Hey, world, you want to know why women are so undermining and bitchy with each other? Because science, that's why.
It's not exactly earth-shattering news that human female aggression frequently takes a different form from male aggression. But a new study published Monday from the U.K.'s Royal Society on the "evolutionary significance of female competition" purports to shed further light on the perception that tension between women more often takes the form of a soap opera than a Jason Statham movie. Study authors Paula Stockley and Anne Campbell report that "although female aggression takes diverse forms, under most circumstances relatively low-risk competitive strategies" and "indirect aggression" take preference over overt displays.
That females have evolved to compete for resources and mates isn't surprising. As the Independent noted Tuesday, what makes the study unique is that most studies on evolutionary dominance strategies have focused on males, with "extensive research on how more expendable men developed larger body size, use of weaponry and ritualized displays of aggression." Simply put, male competitive behavior, as anyone who's ever encountered the Wall of Axe knows, is easier to spot. Perhaps that's why female behavior, in contrast, has rarely been examined. But the paper's authors say that "despite a history of being largely overlooked, evidence is now accumulating for the widespread evolutionary significance of female competition." And they add that "most probably due to constraints of offspring production and care," women are more likely to resort to employing "coalitions or alliances" (or what was known in middle school as "ganging up on each other") and deploying a "flexibility in expression of competitive traits."
Whether the ways in which men and women duke it out for social dominance are purely a result of evolution or deeply ingrained social conditioning is a question that demands further exploration.

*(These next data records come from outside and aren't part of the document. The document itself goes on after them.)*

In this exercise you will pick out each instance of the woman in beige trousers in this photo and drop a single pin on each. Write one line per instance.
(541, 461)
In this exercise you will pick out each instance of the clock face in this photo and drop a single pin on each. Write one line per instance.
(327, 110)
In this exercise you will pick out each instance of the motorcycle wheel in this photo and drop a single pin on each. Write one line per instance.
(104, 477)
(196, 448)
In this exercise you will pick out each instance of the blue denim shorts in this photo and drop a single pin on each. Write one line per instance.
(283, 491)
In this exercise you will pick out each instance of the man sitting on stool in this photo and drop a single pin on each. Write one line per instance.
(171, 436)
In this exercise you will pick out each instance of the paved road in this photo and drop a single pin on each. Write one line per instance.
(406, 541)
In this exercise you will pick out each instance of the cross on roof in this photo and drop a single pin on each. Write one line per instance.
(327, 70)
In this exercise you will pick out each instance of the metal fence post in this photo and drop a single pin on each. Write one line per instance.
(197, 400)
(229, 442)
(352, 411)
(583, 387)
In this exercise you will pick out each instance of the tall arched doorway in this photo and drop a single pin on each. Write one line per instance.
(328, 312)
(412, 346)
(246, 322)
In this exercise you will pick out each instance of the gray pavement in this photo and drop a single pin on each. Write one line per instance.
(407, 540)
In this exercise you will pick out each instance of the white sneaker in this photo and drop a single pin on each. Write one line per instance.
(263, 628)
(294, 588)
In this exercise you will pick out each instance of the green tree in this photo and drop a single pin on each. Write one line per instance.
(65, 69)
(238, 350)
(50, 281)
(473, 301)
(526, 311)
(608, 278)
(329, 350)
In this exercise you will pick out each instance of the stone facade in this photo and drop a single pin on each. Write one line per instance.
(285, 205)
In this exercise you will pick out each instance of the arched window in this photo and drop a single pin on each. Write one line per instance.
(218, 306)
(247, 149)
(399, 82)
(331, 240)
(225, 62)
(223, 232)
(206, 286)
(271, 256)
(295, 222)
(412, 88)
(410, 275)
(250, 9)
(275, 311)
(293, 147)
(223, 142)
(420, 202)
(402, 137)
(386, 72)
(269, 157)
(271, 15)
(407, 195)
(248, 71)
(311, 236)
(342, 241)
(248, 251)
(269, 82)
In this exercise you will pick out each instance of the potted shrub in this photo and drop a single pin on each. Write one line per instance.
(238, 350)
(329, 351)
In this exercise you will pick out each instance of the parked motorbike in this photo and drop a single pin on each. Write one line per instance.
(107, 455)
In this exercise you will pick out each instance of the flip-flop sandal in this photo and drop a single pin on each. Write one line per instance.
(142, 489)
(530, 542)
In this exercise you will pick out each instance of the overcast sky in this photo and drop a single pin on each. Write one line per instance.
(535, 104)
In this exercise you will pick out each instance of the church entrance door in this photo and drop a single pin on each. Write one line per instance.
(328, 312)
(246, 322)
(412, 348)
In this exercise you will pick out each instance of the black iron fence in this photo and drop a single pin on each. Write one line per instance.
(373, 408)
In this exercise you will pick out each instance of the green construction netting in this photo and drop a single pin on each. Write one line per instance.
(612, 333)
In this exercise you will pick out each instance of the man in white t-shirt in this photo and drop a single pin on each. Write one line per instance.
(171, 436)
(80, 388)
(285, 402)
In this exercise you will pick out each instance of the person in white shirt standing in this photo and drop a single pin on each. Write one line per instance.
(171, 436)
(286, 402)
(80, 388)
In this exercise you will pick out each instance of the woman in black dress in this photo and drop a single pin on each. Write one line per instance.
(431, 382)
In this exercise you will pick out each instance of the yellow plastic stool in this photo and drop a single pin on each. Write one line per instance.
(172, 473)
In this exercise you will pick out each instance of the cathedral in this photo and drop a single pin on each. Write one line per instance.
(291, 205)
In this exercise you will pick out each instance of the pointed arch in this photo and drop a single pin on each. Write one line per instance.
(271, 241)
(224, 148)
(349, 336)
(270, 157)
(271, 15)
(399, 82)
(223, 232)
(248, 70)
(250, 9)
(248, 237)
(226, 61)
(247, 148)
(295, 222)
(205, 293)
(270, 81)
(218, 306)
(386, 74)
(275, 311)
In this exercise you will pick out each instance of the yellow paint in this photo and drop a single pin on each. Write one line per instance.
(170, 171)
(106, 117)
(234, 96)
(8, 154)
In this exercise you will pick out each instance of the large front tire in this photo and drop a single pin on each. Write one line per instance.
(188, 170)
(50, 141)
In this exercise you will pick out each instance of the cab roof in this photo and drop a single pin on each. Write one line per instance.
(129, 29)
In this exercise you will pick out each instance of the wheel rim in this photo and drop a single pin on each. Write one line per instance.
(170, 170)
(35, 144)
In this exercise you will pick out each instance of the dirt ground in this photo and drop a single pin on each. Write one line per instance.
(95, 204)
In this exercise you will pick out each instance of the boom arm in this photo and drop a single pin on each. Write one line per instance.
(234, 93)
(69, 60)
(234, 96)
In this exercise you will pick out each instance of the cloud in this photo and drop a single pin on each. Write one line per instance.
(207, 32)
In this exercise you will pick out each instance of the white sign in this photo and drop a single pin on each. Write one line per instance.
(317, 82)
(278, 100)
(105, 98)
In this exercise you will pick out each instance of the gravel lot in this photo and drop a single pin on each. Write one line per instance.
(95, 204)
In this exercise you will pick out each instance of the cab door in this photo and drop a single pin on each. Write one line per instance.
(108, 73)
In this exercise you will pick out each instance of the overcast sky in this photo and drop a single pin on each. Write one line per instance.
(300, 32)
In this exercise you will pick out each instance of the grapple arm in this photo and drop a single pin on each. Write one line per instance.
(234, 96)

The authors note that though females tend more to "avoid direct confrontation … girls who fail to adjust their behavior in response to covert 'requests' can be subtly threatened with friendship withdrawal and social exclusion." In other words, women who pick up on their frenemies' backhanded tactics have a better shot of survival within the tribe. And that's a skill that many women have to learn, through years of trial and error and crying in their diaries.
Perhaps what's most interesting about the study isn't the content of itself, but the way it's been reported. The news of the Royal Society report quickly spread through the media Tuesday as the breaking news that, as MSN somewhat triumphantly put it, "women evolved the tendency to be mean to each other." The Independent similarly called the news a story of "Mean Girls," while LiveScience pondered whether "Women Evolved to Be Catty?" That's a rather pat way of dressing up the idea that females are inherently backstabbers and peddling it as scientifically documented fact. Yet the study's coauthor Anne Campbell said that "There is virtually no sex difference in indirect aggression" and that "men use this too." So why is it then that basic adaptive human behavior has for so long been described as straight-up dominance in men, but when talking about women, it's just called being mean? Gosh, what a clever, subtle form of indirect aggression.